В долинах редко создавали знаки королевской крови. Если кто побеждал другую крепость и землю, и обнаруживал там поистине драгоценный обруч, так с удовольствием носил и передавал по наследству. Как и добротный шлем убитого храброго воина. Тем удивительней мне было то, что для меня создавали мою собственную корону.
— До Сумерек богов и портки убитого короля было не зазорно натянуть, — скривился Ворон, — Но я решил, что мне нужно что-то большее, чем очередная корона раздора. Нам…
От этого «нам» теплеет внутри сильнее, чем от южного вина, что достали по особому случаю. Я чуть смущенно пригубляю немного и отворачиваюсь, наконец, к еде.
Стряпухи расстарались, и, что особенно мне радостно, приготовили многое в соответствии с моими советами.
Здесь была и ячменная каша, подслащенная репой и медом. И хлеб из пшеницы и ржи — зерна навезли много, памятуя о длительной зиме, и я неоднократно проверяла, как оно будет храниться, должным ли образом и была уверена теперь — нам всем хватит и зерна, и производимой из него муки на каши, похлебки, лепешки.
Стояли и блюда из дикого и домашнего мяса — столь любимые замковыми целиком зажаренные туши, от которых надо было куски отрывать руками, и более нежная отварная птица с травами, которая была уже мне по нраву.
Были и тушеные овощи, и столь редкие на Севере сливы и сушеные яблоки, чеснок, который здесь разваривали до состояния мягкости и ели так, вприкуску, отчего дух в не проветриваемых залах стоял порой невыносимый.
Были и речные рыбы, моллюски, и яйца диких птиц — их могли есть сырыми — а еще тонкие сушеные полоски мяса и жир китов, выбрасывавшихся на берег на островах восточнее.
Ну и хмеля и вина без удержу.
Шум от чавкания, поздравлений, смеха и рыков удовольствия стоял невообразимый, заставляя чувствовать себя хорошей хозяйкой.
В который раз я порадовалась, что, несмотря на все перипетии и сложности, несмотря на унизительные и опасные ситуации, я приняла все-таки решение отказаться от образа затворницы или, в противоположность, подавляющей и удушающей кюны, а пошла путем, который был мне самой близок.

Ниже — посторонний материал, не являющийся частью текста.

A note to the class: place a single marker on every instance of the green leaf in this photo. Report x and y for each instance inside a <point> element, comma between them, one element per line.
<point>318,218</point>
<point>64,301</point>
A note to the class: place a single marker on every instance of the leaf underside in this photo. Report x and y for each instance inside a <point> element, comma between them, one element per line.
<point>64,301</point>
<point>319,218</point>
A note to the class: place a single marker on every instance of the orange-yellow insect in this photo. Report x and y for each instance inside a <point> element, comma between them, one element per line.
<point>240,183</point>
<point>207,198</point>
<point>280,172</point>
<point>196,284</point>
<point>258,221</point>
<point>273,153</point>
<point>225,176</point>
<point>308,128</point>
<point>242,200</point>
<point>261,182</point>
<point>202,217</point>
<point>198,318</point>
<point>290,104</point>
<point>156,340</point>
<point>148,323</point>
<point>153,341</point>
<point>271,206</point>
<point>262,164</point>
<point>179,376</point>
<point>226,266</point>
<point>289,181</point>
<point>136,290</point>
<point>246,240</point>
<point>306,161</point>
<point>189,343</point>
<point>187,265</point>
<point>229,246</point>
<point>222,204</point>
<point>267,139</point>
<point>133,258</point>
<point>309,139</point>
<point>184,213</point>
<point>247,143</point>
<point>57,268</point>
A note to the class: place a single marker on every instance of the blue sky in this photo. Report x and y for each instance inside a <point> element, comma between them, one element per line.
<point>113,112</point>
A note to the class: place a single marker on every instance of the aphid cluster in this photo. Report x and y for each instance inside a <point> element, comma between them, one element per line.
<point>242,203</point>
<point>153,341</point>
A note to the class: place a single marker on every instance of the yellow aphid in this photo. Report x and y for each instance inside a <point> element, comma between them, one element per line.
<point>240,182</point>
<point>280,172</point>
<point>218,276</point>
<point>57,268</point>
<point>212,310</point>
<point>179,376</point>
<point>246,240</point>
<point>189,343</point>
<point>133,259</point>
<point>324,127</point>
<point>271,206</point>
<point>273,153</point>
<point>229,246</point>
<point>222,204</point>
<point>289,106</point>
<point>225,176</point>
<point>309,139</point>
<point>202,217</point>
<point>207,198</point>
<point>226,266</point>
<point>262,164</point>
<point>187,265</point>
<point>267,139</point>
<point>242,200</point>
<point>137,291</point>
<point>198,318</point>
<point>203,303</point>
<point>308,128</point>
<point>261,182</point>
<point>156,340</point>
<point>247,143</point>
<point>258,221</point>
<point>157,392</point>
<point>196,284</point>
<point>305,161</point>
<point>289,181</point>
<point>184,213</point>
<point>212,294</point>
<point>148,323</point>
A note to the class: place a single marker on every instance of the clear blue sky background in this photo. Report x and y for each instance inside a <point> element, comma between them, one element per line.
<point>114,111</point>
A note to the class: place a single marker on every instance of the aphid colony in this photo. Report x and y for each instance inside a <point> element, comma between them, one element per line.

И была вознаграждена и благодарными взглядами, и интересом, который, наконец, позволили себе проявить ярлы и их жены.
На мне больше не был надет шлем невидимости Тарнхельма. Они видели меня. И признали… пусть по статусу, а не по рождению, но признали. И большего мне не надо: кюна — это всегда женщина, признанная мужским миром.
Хотя… точно ли не надо?
Я посмотрела на Ворона и не стала отворачиваться, когда он повернулся ко мне, почувствовав мой пристальный взгляд.

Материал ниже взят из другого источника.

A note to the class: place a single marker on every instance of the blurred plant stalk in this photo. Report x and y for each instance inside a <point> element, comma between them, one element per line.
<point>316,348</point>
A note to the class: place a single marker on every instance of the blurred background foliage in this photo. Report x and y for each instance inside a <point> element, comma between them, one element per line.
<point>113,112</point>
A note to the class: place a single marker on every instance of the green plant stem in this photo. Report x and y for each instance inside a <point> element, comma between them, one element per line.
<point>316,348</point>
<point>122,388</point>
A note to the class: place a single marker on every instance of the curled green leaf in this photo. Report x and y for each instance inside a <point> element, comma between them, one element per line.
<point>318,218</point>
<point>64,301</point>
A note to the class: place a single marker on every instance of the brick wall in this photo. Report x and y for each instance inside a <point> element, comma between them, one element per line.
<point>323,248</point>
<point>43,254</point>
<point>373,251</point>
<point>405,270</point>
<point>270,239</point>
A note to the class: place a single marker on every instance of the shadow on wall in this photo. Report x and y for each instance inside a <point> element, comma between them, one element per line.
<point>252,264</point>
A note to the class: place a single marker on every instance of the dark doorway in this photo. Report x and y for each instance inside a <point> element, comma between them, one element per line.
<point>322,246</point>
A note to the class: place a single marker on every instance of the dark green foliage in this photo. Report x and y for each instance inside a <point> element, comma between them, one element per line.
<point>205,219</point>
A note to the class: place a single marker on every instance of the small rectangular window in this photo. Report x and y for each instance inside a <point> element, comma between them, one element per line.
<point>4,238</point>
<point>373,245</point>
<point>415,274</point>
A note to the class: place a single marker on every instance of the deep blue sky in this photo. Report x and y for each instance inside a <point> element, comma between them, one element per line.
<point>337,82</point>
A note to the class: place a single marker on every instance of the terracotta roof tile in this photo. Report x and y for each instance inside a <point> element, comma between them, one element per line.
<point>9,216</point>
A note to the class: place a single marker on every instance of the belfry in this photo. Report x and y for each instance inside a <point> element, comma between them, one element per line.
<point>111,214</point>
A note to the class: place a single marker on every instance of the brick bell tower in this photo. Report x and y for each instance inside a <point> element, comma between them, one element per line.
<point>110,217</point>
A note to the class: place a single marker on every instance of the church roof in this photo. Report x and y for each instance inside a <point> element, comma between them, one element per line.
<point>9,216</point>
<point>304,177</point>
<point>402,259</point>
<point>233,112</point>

Слегка насупился, недоумевая, но затем его напряженный лоб расслабился, а и без того темная радужка стала совсем черной.
Я облизала пересохшие губы, не став подавлять хриплый вздох.
Мне было необходимо еще одно признание… то, которое женщина получает от своего мужчины. И хоть я больше не чувствовала Эгиля как самое себя, я смогла и без того распознать, как загустела его кровь и напряглись жилы.
Он тоже распознал,
— Наша спальня готова, мой король, — сказала так тихо, что ему пришлось прочесть по губам.
Дрогнул.
— Мы не будем задерживаться, моя королева.